Then some comments on some other quotes.

"As this continent’s occupants were tribal, a tribe moved over a loosely defined range of land. In stark contrast, the colonists had a strong concept of an individual’s title to a measured allotment of land."

The following is a link to a map of Aboriginal tribal boundaries (you can even find the tribal area that you live in)http://www.samuseum.sa.gov.au/orig/tindale/boundaries_intro.htm

"While acknowledging the inevitability of colonisation, the activists should also acknowledge that the Aborigines were fortunate that it was 18th century England which did the colonising. They would have been enslaved and worked to death if it had been 16th century Spain."

This link (PDF) is to the Queensland legislation that forced every Aboriginal person in Queensland either onto a reserve or onto a farm as an unpaid labourer (slave)
http://www.foundingdocs.gov.au/resources/transcripts/qld5_doc_1897.pdf

"Sea-faring canoes from Indonesia were touching the north coast maybe 1,000 years ago. These people saw no point in leaving their fertile islands for semi-arid land.
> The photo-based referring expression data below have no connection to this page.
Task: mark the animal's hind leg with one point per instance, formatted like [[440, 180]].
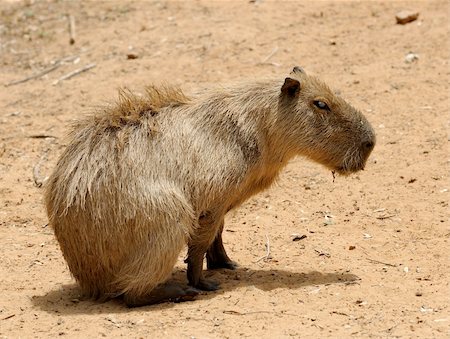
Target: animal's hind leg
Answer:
[[169, 291], [216, 256], [208, 226], [143, 280]]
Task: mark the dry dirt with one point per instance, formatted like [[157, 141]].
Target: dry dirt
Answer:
[[375, 259]]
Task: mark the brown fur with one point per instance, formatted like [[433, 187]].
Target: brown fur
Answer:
[[142, 178]]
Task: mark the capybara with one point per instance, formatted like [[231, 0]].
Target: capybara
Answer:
[[144, 177]]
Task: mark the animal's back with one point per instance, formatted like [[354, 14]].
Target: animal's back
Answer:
[[108, 202]]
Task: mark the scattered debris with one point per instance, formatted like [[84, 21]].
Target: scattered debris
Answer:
[[34, 76], [381, 262], [382, 217], [297, 237], [132, 56], [9, 316], [41, 136], [328, 220], [404, 17], [411, 57], [322, 253], [425, 309], [74, 73]]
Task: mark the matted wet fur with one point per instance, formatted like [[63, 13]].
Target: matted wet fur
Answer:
[[143, 178]]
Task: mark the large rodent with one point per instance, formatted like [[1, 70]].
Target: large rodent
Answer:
[[143, 178]]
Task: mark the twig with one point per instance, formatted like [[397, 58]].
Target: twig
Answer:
[[9, 316], [74, 73], [34, 76], [258, 312], [380, 262], [41, 136], [38, 179], [271, 54], [267, 256], [71, 29], [382, 217]]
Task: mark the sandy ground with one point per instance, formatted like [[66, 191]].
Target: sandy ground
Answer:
[[375, 260]]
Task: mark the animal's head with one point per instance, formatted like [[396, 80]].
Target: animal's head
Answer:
[[323, 126]]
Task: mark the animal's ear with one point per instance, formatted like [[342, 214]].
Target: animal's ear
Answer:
[[291, 87], [298, 70]]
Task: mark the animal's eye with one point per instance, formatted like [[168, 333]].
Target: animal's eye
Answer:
[[321, 105]]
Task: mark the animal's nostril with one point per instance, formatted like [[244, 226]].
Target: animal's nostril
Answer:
[[368, 145]]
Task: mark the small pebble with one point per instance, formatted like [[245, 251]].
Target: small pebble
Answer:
[[404, 17], [411, 57]]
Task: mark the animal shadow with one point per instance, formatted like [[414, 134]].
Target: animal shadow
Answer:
[[67, 299]]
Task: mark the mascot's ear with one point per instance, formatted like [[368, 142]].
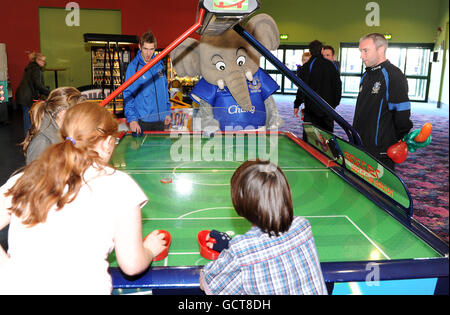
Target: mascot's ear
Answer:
[[186, 58], [265, 30]]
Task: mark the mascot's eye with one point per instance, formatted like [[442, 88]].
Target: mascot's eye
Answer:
[[240, 61], [221, 66]]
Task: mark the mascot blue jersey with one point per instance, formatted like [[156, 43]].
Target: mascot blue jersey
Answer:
[[225, 109]]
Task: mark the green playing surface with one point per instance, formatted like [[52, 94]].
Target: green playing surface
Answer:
[[346, 225]]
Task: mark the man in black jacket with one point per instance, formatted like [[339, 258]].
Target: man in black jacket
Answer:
[[321, 75], [31, 87], [383, 110]]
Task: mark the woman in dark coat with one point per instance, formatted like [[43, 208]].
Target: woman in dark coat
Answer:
[[31, 87]]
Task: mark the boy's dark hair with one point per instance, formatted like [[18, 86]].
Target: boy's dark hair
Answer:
[[330, 48], [147, 37], [260, 193], [315, 48]]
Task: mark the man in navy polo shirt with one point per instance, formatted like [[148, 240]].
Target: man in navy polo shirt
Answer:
[[383, 109]]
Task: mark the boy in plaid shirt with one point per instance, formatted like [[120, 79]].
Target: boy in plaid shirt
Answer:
[[278, 254]]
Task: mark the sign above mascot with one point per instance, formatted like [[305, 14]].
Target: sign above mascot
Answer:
[[222, 15]]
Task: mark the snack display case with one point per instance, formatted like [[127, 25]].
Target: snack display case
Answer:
[[110, 56]]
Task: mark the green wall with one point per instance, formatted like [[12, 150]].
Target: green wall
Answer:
[[64, 45], [333, 22]]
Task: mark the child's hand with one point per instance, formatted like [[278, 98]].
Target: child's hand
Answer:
[[155, 243], [221, 240]]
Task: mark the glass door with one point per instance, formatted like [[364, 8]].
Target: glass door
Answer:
[[291, 56]]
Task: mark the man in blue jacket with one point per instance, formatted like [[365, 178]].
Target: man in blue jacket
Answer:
[[147, 106]]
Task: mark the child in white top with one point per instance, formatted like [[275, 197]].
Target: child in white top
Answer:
[[66, 216]]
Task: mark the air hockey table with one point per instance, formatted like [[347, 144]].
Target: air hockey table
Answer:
[[361, 213], [367, 240]]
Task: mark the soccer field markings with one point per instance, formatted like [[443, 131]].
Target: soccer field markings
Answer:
[[184, 217]]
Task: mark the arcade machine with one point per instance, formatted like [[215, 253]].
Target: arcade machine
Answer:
[[3, 84]]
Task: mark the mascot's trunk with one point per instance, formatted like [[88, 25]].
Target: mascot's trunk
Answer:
[[238, 86]]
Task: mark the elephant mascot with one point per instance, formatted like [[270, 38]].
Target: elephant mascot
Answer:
[[233, 93]]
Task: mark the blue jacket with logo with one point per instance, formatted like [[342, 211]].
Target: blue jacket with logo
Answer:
[[225, 109], [147, 98]]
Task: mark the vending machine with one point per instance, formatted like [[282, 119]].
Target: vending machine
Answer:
[[110, 56]]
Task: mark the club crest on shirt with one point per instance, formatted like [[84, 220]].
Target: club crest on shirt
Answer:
[[376, 88]]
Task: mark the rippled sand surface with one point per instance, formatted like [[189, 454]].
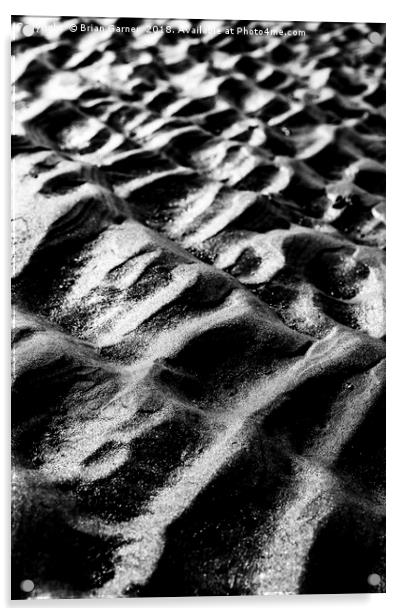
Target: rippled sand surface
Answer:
[[198, 320]]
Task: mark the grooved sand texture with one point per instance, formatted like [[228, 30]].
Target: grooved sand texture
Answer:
[[198, 325]]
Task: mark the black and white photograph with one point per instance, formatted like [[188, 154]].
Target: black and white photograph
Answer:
[[198, 307]]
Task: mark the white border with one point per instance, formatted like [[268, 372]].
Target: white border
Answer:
[[293, 10]]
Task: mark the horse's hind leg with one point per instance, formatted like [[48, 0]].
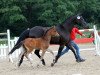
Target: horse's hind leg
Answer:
[[37, 53], [58, 55], [28, 57]]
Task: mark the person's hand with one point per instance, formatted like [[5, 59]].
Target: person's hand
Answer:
[[84, 35]]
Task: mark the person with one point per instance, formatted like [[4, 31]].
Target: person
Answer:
[[74, 31]]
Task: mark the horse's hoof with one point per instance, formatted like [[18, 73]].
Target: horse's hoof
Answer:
[[38, 66], [52, 64], [43, 62]]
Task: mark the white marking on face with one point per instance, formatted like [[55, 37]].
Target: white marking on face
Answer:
[[78, 17]]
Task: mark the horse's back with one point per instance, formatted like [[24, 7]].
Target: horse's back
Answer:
[[37, 31]]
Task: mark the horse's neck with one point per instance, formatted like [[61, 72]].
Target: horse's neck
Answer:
[[47, 37]]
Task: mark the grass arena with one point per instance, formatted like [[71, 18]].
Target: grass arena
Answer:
[[66, 65]]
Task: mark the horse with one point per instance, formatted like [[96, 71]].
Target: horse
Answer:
[[62, 40], [42, 43]]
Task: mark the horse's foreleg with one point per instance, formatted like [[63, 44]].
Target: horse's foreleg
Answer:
[[42, 55], [37, 53], [73, 50], [51, 53], [59, 53], [20, 59]]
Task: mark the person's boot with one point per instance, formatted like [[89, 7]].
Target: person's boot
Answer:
[[80, 60], [56, 59]]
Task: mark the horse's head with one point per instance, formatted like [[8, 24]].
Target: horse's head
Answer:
[[78, 19], [52, 31]]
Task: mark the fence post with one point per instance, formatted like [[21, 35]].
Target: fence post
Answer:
[[8, 37], [96, 40]]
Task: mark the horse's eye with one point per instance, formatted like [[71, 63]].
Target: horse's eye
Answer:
[[78, 17]]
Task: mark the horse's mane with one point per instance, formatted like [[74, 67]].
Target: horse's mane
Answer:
[[48, 28], [69, 19]]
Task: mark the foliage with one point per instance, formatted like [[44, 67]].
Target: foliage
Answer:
[[18, 15]]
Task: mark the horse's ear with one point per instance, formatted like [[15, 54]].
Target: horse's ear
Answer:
[[53, 27]]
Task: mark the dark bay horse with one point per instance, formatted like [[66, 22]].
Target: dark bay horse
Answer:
[[63, 29], [30, 44]]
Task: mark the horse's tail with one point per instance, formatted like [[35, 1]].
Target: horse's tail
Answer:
[[22, 37], [16, 47]]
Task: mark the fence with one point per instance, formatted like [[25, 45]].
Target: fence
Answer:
[[5, 48], [4, 44]]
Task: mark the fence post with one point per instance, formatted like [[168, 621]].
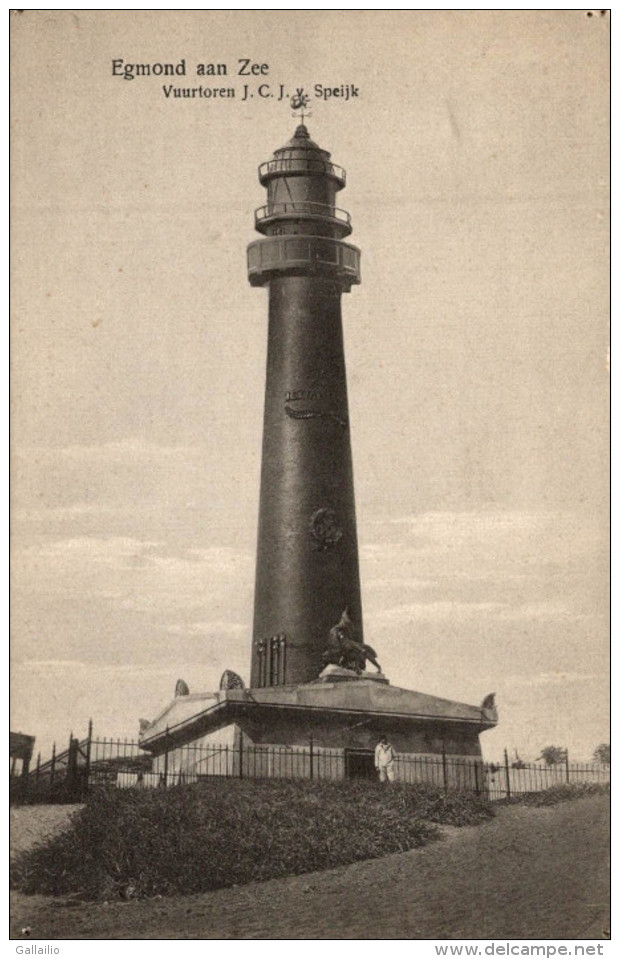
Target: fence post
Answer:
[[507, 768], [444, 766], [88, 748], [72, 770], [166, 762]]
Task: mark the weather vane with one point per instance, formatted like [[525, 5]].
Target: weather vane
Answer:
[[299, 102]]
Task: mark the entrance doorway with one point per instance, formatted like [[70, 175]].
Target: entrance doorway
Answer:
[[359, 764]]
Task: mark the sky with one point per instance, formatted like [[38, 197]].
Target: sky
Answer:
[[476, 153]]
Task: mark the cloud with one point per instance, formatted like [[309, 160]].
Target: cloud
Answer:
[[438, 610], [209, 628], [554, 679]]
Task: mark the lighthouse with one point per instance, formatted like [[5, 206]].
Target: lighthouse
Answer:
[[310, 698], [307, 567]]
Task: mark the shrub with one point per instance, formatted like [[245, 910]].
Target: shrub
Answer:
[[190, 839]]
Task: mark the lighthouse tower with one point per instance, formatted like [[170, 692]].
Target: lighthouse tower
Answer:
[[307, 570], [311, 699]]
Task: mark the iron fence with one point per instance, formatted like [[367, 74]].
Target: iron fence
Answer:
[[120, 763]]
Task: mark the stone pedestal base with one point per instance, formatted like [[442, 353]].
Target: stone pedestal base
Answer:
[[336, 674]]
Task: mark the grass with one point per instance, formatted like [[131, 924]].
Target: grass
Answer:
[[195, 838]]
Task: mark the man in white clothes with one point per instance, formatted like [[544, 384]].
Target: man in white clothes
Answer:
[[384, 760]]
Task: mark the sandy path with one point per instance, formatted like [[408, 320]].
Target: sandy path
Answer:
[[529, 873]]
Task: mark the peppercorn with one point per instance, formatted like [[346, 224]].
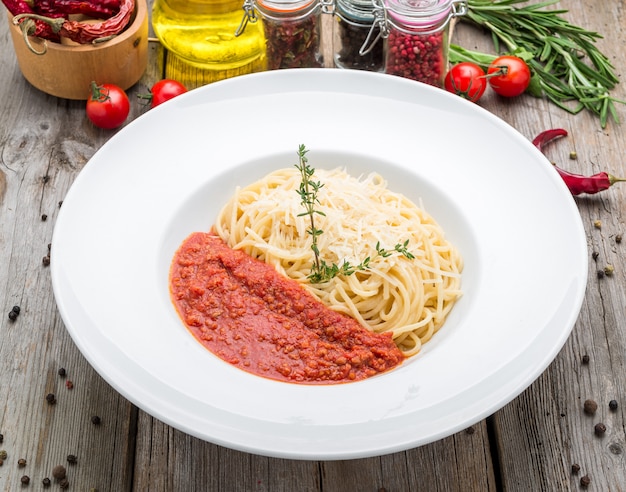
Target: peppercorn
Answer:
[[590, 407], [599, 429], [59, 472]]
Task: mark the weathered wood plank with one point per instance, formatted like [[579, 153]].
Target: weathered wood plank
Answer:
[[541, 434]]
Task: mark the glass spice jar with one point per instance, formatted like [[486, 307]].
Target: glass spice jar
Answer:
[[417, 38], [356, 43], [202, 34], [292, 32]]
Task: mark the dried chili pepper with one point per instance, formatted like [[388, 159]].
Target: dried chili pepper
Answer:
[[30, 27], [577, 183], [293, 43], [98, 9], [84, 32]]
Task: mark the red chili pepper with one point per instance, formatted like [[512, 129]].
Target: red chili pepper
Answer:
[[30, 27], [99, 9], [577, 183], [84, 32]]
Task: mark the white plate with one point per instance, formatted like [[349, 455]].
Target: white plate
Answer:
[[167, 173]]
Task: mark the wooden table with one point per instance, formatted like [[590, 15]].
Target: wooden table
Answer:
[[529, 445]]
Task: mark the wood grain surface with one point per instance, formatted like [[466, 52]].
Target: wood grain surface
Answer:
[[529, 445]]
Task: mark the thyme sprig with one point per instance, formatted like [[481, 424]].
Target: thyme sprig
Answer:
[[567, 65], [321, 271]]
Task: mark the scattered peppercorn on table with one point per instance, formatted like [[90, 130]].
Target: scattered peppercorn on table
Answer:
[[63, 426]]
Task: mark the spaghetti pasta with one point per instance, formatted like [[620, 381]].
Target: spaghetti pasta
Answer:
[[409, 297]]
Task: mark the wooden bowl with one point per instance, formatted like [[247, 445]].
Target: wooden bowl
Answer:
[[66, 70]]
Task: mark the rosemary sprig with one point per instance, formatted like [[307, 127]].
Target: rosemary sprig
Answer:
[[322, 271], [567, 65]]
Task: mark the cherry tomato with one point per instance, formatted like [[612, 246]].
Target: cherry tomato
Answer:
[[108, 106], [466, 79], [164, 90], [508, 75]]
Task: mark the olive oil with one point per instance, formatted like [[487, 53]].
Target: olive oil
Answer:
[[202, 34]]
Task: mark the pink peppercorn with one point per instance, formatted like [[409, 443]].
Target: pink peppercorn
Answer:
[[417, 40]]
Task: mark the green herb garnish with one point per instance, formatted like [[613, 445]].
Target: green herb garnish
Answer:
[[320, 270], [567, 66]]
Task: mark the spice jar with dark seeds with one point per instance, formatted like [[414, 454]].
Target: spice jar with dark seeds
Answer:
[[292, 32], [417, 42], [357, 36]]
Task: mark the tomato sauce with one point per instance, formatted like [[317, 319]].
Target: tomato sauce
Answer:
[[249, 315]]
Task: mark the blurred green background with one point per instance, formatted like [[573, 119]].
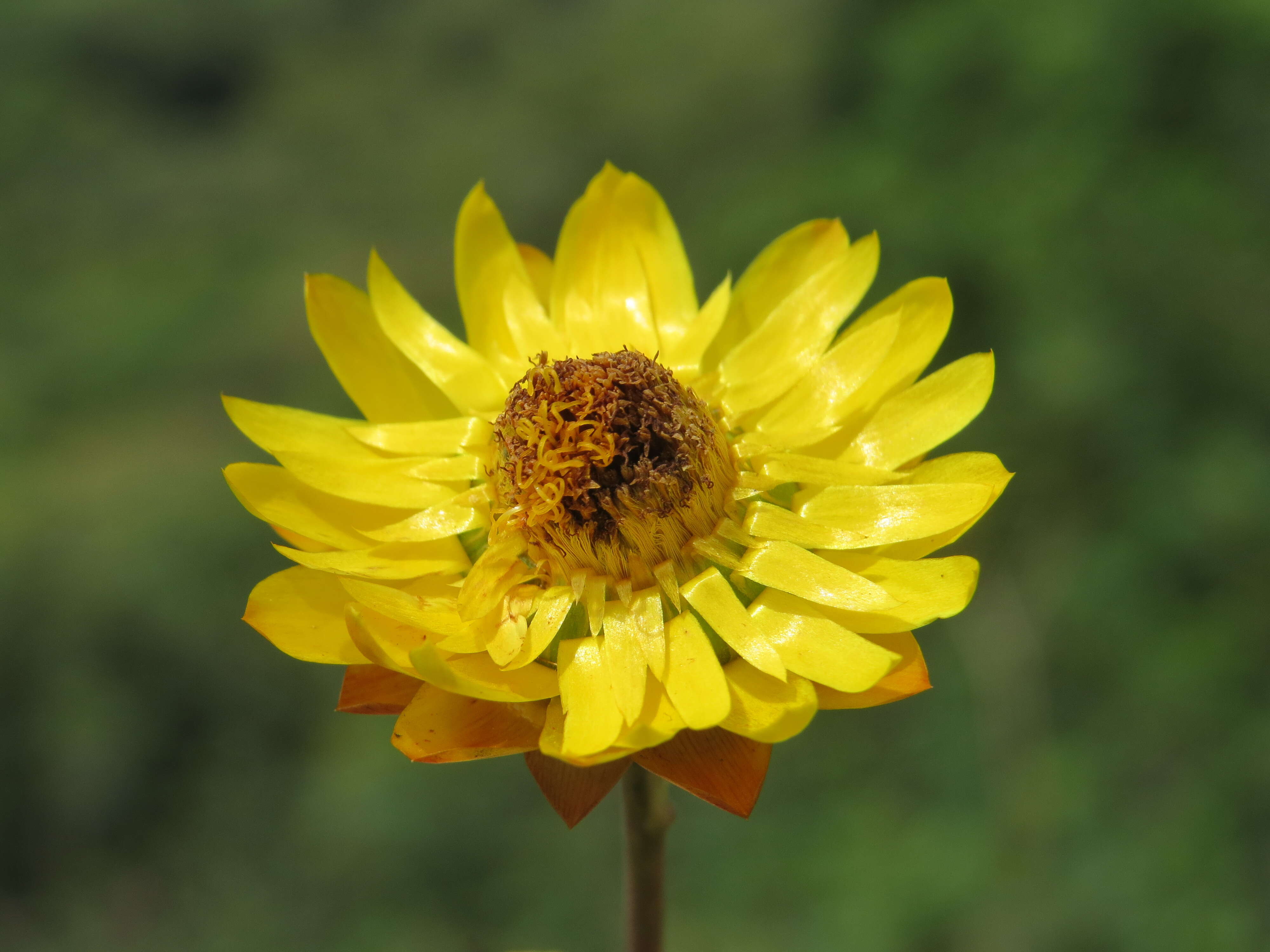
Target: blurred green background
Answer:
[[1093, 770]]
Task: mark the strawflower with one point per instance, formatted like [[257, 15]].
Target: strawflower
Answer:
[[615, 525]]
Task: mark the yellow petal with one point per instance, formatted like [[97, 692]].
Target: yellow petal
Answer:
[[926, 590], [600, 291], [435, 522], [685, 356], [426, 437], [910, 677], [694, 677], [768, 521], [462, 374], [277, 497], [789, 568], [820, 402], [885, 515], [552, 609], [427, 604], [496, 291], [773, 276], [477, 676], [286, 430], [625, 659], [984, 469], [385, 642], [497, 571], [716, 601], [817, 648], [792, 468], [592, 719], [382, 381], [302, 612], [396, 560], [302, 543], [641, 214], [925, 416], [379, 482], [539, 267], [925, 309], [657, 722], [766, 709], [594, 601], [441, 728], [778, 354], [449, 469], [651, 629]]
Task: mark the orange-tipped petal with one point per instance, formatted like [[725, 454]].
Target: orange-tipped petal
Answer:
[[573, 791], [440, 728], [369, 689], [910, 677], [718, 766]]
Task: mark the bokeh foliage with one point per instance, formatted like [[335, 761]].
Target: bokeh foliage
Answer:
[[1092, 771]]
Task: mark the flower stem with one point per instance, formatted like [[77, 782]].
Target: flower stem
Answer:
[[648, 816]]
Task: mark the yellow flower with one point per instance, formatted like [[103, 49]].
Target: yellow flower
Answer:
[[617, 525]]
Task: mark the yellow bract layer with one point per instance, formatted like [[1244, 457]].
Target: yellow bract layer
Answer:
[[802, 597]]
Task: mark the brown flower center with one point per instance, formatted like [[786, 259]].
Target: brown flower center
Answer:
[[609, 465]]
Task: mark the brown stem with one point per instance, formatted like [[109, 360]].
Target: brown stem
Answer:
[[648, 816]]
Eventually people who had the technical capacity to come in from the south would be arriving - and when they did, they would be colonising the place."

This link discusses the ancient trade with the Macassans.
http://aboriginalrights.suite101.com/article.cfm/macassancrew

Trade routes ran from Australia into Asia and beyond prior to Cook, for thousands of years without anyone trying to colonise anyone elses territory - just trade.

which brings us to the question of invasion.

The article states
"The January 26, 1788 is referred to by some as Invasion Day. That label is potentially divisive. There was no invasion. When Hitler’s armies crossed into Poland under orders to destroy every trace of the administrative infrastructure: that was an invasion."

A war by any other name would smell the same.